UNICEF said that in addition to pressing governments and big businesses to rapidly reduce emissions, it was also calling on leaders to take immediate action to protect children from climate devastation by adapting the critical social services they rely on. Adaptation measures, like creating water, health and education systems that stand up to flooding and drought, will save lives, it stressed.

Recalling that in last year’s COP27, developed countries had agreed to double support for adaptation to $40 billion annually by 2025, it said this year’s even must be used to present a credible roadmap with clear milestones on how this would be achieved, with an aim to deliver at least $300 billion per year for adaptation by 2030. At least half of all climate finance should flow towards adaptation, it emphasized.

UNICEF also urged parties to find solutions to support those who are most likely to face climate losses and damages beyond the limits of what communities can adapt to, and called on governments to close the financial gap for addressing these irreversible changes for children.

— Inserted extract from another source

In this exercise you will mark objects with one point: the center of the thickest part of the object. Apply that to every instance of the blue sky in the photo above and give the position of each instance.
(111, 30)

The U.N. agency concluded its statement by calling on all stakeholders to focus on prevention (revisiting plans to cut emissions drastically); protection (adopt adaptation measures to protect children from impacts of climate change); preparation (educate youth on climate change to prepare them for its impacts); prioritization (highlight threats to children and youth by accelerating climate finance investment in climate-resilient social services).

Noting that UNICEF’s immediate humanitarian response to flood affected countries was wide-ranging, incorporating health, nutrition, water, sanitation and hygiene, child protection, and education, it lamented that a lack of funding had hampered the response in many countries. “For instance, the funding gap for the humanitarian response in Pakistan currently stands at 85 percent,” it said, adding it was nonetheless working to strengthen the resilience of communities and health infrastructure to withstand disaster-related hazards, and linked its work on humanitarian response and longer-term climate adaptation.